The introduction of new technology offers exciting possibilities for making systems accessible to disabled and elderly people.  Even a simple change from magnetic stripe to smart cards gives the possibility of storing the user's preferred interface on the card; for instance, the user might want larger characters on the screen of a cash dispenser.

The introduction of digital television has made it possible to use much more legible typefaces for teletext, and interactive television will make home shopping and home banking available to many people who have difficulty in getting to shops or banks.

Older people are often reluctant to use credit cards for electronic purchases, but are much happier with the use of electronic purses for such transactions because they know the limit of their liability if fraud were to occur.
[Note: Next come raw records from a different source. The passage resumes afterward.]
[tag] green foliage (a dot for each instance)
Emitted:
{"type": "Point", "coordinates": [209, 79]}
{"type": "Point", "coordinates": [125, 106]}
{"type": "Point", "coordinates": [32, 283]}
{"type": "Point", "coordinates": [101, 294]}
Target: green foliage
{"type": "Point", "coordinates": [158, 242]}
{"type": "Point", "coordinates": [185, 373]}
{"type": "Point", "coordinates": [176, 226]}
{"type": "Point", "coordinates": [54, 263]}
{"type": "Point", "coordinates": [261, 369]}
The role of standardisation has been very different for telecommunications, broadcasting and computing.  Historically telecommunications has had a very rigorous system for developing international standards to ensure that one can communicate by voice across the globe. However future telecommunication systems are unlikely to use the same process, as can be seen with UMTS (Universal Mobile Telecommunications System) where only the most basic communication protocols are subject to formal standards with all other aspects being left to industry consensus.  In broadcasting there is a standardisation process but it is handled by groups made up from representatives from industry.  The computing industry has strongly resisted standardisation preferring to leave it to industry consensus (which often means that the dominant commercial player determines the standards).

Therefore convergence is not just bringing together three types of technologies, but also a clash of cultures.  The current indications are that the needs of disabled people are a long way down the priority list for commercial organisations developing new systems and services.

It would be unwise to ignore the large community of disabled and elderly people for purely commercial reasons, but anti-discrimination legislation will make it increasingly unwise to produce new systems or services without considering their needs from the outset.

 

Good design for disabled people is often good design for everyone.